“Of the Veneti?” he said, in allusion to my dark un-British hair, and I answered “No.”

“What, then?”

I told him I was a knight just now in the service of the British King.

“How many of your men opposed us to-day?” was the next question.

“A third as many as you brought with you where you were not invited.”

“And how many are there in arms behind the downs and in this southern country?”

“How many pebbles are there on yonder beach? How many ears of corn did we pull last harvest?” I answered, for I thought I should die in the morning, and this made me brave and surly.

He frowned very blackly at my defiance, but curbing, I could see, his wrath, he put the lamp on the table, and, after a minute of communing with himself, he said, in a voice over which policy threw a thin veil of amiability:

“Perhaps, as a British knight and a good soldier, I have no doubt you could speak better with your hands untied?”

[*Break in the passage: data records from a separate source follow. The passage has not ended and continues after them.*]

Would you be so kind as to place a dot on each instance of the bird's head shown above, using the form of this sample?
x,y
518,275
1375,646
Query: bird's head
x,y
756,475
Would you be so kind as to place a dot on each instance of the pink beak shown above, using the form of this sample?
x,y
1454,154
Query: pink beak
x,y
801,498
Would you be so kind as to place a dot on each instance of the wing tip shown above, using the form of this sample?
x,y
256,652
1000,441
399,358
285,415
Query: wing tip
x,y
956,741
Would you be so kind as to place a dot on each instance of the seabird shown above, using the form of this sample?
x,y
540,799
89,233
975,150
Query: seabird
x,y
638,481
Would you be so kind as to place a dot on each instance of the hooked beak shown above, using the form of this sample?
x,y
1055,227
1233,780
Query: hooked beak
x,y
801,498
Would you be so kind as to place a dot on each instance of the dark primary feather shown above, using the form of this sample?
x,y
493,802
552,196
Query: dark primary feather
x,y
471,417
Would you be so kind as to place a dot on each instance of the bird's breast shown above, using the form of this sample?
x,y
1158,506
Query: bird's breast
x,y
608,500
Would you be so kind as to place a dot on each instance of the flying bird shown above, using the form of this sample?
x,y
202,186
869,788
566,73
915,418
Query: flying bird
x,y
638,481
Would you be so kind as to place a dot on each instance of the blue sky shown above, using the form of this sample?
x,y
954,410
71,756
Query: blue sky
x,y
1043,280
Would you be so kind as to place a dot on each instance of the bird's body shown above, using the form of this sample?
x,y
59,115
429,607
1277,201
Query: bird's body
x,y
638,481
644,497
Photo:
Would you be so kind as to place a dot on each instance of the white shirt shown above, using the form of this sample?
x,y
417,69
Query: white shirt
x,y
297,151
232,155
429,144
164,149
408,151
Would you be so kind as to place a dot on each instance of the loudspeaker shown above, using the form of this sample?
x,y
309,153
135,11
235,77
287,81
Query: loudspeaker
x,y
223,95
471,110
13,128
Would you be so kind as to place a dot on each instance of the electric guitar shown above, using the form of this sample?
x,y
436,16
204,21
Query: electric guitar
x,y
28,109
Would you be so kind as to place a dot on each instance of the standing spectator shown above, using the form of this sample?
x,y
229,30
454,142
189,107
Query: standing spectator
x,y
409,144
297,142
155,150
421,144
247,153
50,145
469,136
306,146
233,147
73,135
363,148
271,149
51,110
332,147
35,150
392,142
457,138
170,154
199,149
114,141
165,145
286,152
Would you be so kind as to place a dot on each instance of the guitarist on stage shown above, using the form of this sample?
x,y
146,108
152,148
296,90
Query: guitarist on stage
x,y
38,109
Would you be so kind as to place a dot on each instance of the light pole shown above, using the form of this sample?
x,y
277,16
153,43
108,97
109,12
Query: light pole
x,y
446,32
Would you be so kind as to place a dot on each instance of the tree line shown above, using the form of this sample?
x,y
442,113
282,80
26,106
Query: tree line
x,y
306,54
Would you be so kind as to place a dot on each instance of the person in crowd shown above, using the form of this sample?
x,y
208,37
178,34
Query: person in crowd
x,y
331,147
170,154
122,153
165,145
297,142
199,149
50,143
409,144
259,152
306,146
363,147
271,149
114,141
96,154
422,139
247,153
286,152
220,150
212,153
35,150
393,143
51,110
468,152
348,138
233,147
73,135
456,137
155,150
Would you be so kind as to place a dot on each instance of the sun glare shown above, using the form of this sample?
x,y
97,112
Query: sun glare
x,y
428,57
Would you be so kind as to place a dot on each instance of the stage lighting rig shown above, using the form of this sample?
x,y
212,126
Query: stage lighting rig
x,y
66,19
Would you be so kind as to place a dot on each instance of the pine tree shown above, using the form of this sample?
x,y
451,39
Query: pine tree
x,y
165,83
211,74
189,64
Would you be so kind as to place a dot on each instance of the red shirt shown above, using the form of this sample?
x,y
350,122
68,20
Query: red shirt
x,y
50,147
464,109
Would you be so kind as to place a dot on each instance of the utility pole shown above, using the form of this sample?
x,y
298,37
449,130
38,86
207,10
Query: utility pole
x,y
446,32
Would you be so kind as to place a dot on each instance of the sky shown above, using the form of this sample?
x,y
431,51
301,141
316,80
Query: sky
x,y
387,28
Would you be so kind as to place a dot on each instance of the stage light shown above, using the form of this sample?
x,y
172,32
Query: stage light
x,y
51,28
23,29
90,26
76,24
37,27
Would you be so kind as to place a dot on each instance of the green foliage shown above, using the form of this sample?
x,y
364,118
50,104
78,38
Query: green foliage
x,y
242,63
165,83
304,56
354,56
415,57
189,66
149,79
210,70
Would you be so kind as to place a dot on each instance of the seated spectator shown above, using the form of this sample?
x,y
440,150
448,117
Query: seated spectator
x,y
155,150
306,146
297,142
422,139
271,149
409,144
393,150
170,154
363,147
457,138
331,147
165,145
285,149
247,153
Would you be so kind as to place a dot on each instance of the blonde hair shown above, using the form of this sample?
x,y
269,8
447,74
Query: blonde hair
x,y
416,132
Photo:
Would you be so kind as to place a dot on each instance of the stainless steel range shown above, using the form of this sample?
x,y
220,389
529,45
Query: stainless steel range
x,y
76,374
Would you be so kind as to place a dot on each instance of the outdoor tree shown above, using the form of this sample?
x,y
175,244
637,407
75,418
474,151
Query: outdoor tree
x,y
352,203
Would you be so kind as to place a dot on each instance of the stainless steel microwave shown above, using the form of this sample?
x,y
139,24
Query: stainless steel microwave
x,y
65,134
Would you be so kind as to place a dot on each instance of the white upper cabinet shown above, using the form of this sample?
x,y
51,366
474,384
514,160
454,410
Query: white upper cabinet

I thanked him, replying that it was so; and he came up, freeing, with a beautiful little golden stiletto he wore in his girdle, my wrists. This kindly, slight act of soldierly trust obliged me to the Roman general, and I answered his quick, incisive questions in the Gaulish tongue as far as honestly might be. He got little about our forces, finding his prisoner more effusive in this quarter than communicative. Once or twice, when my answers verged on the scornful, I saw the imperious temper and haughty nature at strife with his will in that stern, masterful face and those keen black eyes.